DCGAN Tutorial — Generate Fake Celebrity image

A beginner-friendly tutorial on DCGAN with PyTorch to generate Fake celebrity images with CelebA dataset.

Published in

Analytics Vidhya

5 min readNov 16, 2020

What is DCGAN?

DCGAN (Deep Convolutional Generative Adversarial Network) created by Alec Radford, Luke Metz and Soumith Chintala in 2016 to train Deep Generative Adversarial Networks. In the DCGAN paper, the authors trained the network that can generate fake images of celebrities and fake bedrooms.

The architecture consists of two networks — Generator and Discriminator. The Generator is the heart of GANs. It produces real looking fake images from random noise.

This article can be opened as Jupyter Notebook to train DCGAN on CelebA dataset to generate fake celebrity images.

Discriminator wants the real and fake image distributions to be as far as possible while the Generator wants to reduce the distance between the real and fake image distribution. In simple words, the Generator tries to fool the Discriminator by producing real looking images while the Discriminator tries to catch the fake images from the real ones.

*Vector arithmetic for visual concepts. Source: DCGAN Paper*

Training details from the paper

Preprocessing: Images are scaled to be in the range of tanh activation, [-1, 1]. The training was done with a mini-batch size of 128 and Adam optimizer with a learning rate of 0.0002. All the weights initialised with Normal distribution μ(0,0.02).

Authors guidelines:

All the pooling layers are replaced with strided convolutions in the discriminator and fractional strided convolution in the discriminator.
No fully-connected or pooling layers are used.
Batchnorm used in both Generator and Discriminator
ReLu activation is used for the generator for all the layers except the last layer which uses tanh
Discriminator uses LeakyReLu for all the layers

In this post, I will train a GAN to generate celebrity faces.

Generator

A Generator consists of Transposed Convolution, Batch Normalisation and activation function layer.

First, the random noise of size 100 will be reshaped to 100x1x1 (channel first in PyTorch).
It is passed through a Transposed CNN layer which upsamples the input Tensor.
Batch Normalisation is applied.
If the layer is not the last layer then ReLu activation is applied else Tanh.

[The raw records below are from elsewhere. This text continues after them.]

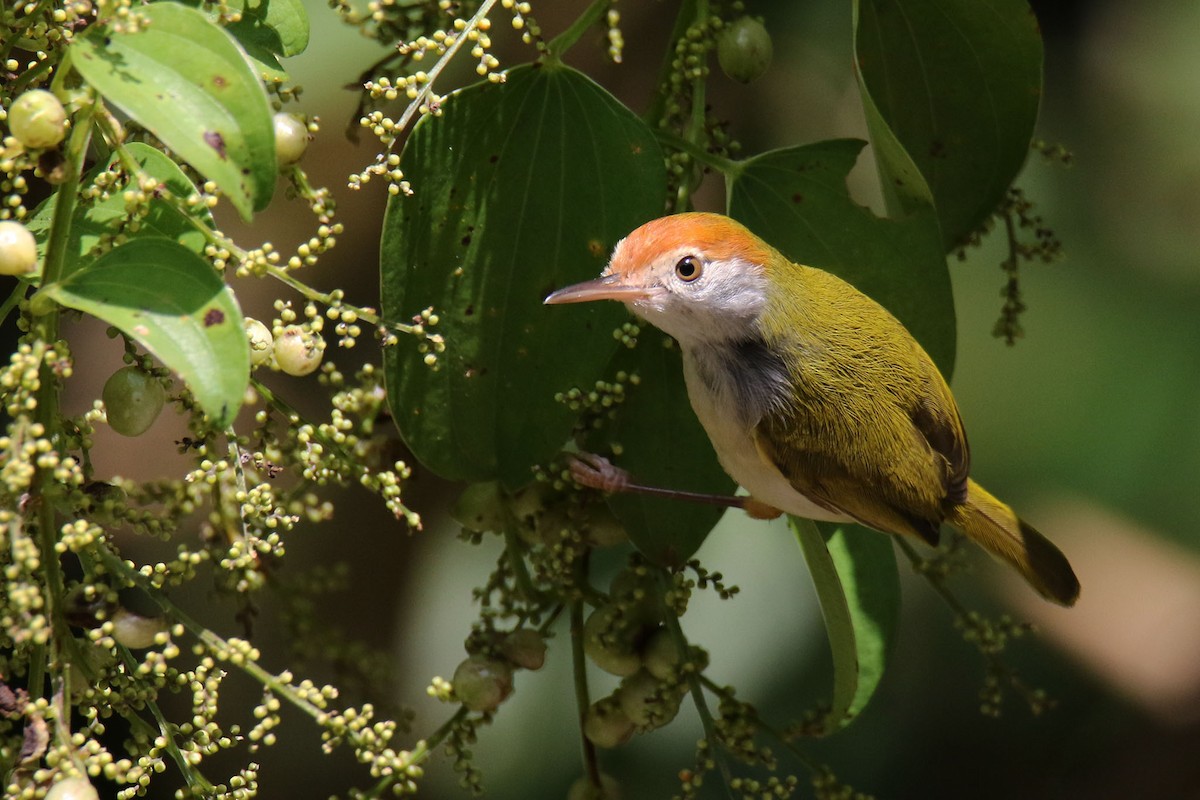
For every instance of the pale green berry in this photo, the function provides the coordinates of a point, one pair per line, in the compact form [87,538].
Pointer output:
[297,352]
[18,248]
[647,702]
[72,788]
[606,726]
[132,401]
[37,119]
[291,139]
[136,631]
[526,648]
[744,49]
[481,684]
[616,651]
[262,343]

First channel size is 1024 which is then decreased block by block to 3 for RGB image. Finally, we will get a 3x64x64 Tensor which will be our image.

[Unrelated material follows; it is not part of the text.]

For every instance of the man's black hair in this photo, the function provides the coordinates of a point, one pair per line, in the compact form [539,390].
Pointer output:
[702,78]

*Generator architecture from the DCGAN Paper*

class Generator(nn.Module):
    
    def __init__(self, in_channels=3, z_dim=100):
        super(Generator, self).__init__()
        
        self.gen = nn.Sequential(
            self.create_upblock(z_dim, 1024, kernel_size=4, stride=1, padding=0),
            self.create_upblock(1024, 512, kernel_size=4, stride=2, padding=1),
            self.create_upblock(512, 256, kernel_size=4, stride=2, padding=1),
            self.create_upblock(256, 128, kernel_size=4, stride=2, padding=1),
            self.create_upblock(128, 3, kernel_size=4, stride=2, padding=1, final_layer=True),
        )
    
    def create_upblock(self, in_channels, out_channels, kernel_size=5, stride=2, padding=1, final_layer=False):
        if final_layer:
            return nn.Sequential(
                nn.ConvTranspose2d(in_channels, out_channels, kernel_size, stride, padding, bias=False),
                nn.BatchNorm2d(out_channels),
                nn.Tanh()
            )
        return nn.Sequential(
            nn.ConvTranspose2d(in_channels, out_channels, kernel_size, stride, padding, bias=False),
            nn.BatchNorm2d(out_channels),
            nn.ReLU(True)
        )
    
    def forward(self, noise):
        """
        noise: random vector of shape=(N, 100, 1, 1)
        """
        assert len(noise.shape)==4, 'random vector of shape=(N, 100, 1, 1)'
        
        return self.gen(noise)

Discriminator

The architecture of a Discriminator is same as that of a normal image classification model. It contains Convolution layers, Activation layer and BatchNormalisation. In the DCGAN paper, strides are used instead of pooling to reduce the size of a kernel. Also, there is no Fully Connected layer in the network. Leaky ReLU with leak slope 0.2 is used.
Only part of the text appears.